Nada é mais essencialmente indiano do que curry. Originário do subcontinente indiano, este alimento aromático é uma mistura de cores, especiarias e ervas. As especiarias comumente usadas no curry incluem cominho, açafrão, pimenta, coentro, garam masala e assim por diante. Curiosamente, o curry em pó é principalmente um produto do Ocidente, preparado pela primeira vez no século 18 para funcionários do governo colonial britânico na Índia. Eles podem ser vegetarianos (usando lentilhas, arroz ou vegetais) ou peixes, aves ou à base de carne. Desde que a receita foi trazida para o Reino Unido, há cerca de 200 anos, o curry se tornou um dos ícones mais reconhecidos da cultura britânica. De acordo com a National Curry Week, a popularidade deste prato é tal que é consumido regularmente por mais de 23 milhões de pessoas em todo o mundo.

Os etimologistas acreditam que o "curry" veio originalmente de kari, uma palavra em Tamil que significa molho ou molho. A história dessa preparação remonta a mais de 4.000 anos à civilização do Vale do Indo, onde as pessoas costumavam usar almofariz de pedra e pilão para moer especiarias como erva-doce, mostarda, cominho e outros. Na verdade, as escavações em Harappa e Mohenjodaro revelaram fragmentos de cerâmica com vestígios de açafrão e gengibre, pertencentes ao período entre 2600 - 2200 aC, tornando o curry (ou pelo menos o predecessor do curry) um dos mais antigos itens alimentares do mundo . Conforme apontado por historiadores, o curry costumava ser comido com arroz, que já era cultivado na região.
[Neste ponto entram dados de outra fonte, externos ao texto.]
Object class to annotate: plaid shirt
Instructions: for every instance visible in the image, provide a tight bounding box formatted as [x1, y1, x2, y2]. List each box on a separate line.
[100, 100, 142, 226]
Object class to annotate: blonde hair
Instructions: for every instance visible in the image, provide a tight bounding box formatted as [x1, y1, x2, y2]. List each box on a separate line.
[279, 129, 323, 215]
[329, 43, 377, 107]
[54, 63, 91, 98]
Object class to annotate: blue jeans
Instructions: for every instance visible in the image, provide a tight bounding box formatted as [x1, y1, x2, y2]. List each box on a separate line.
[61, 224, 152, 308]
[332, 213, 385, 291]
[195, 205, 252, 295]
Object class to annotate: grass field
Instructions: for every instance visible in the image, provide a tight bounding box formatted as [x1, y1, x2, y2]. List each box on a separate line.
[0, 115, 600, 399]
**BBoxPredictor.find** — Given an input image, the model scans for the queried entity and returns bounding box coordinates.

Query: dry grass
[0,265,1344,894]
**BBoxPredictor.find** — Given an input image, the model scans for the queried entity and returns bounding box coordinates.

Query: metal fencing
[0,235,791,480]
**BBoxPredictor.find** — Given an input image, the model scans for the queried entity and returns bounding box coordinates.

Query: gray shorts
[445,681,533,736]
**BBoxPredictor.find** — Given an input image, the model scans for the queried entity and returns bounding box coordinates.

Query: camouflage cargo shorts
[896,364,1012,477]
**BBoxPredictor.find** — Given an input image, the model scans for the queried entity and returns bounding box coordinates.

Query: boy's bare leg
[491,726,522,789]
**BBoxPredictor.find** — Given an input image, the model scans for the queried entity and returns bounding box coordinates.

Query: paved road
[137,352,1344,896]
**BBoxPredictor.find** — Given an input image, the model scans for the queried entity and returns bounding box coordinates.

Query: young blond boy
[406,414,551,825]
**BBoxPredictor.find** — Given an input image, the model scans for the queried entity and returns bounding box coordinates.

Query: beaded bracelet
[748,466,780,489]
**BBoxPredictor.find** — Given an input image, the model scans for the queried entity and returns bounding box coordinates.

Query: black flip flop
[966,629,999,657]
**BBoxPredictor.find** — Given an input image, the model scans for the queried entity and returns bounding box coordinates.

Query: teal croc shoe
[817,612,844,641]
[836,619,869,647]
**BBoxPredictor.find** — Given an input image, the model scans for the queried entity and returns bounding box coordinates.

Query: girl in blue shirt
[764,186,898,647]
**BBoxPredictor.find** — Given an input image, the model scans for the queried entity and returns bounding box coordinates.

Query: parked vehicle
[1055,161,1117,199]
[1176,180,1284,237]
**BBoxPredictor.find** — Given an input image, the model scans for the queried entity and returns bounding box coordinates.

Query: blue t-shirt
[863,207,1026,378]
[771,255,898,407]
Os tabletes sumérios que sobreviveram também falam de uma receita de comida semelhante para carne em algum tipo de molho picante e servido com pão, já em 1700 aC. o Apicius O livro de receitas do século 4 DC contém muitas receitas de carne que foram preparadas de maneira semelhante, com o uso de ingredientes como coentro, vinagre, hortelã, cominho e assim por diante. De autoria da década de 1390, A forma de Cury é significativo por possuir a referência mais antiga à palavra “cury”, embora tenha sido tirada do termo francês “cuire” para cozinhar. Com a chegada dos portugueses a Goa no século XV e dos Mongóis à Índia no início do século XVI, a receita de caril sofreu várias revisões.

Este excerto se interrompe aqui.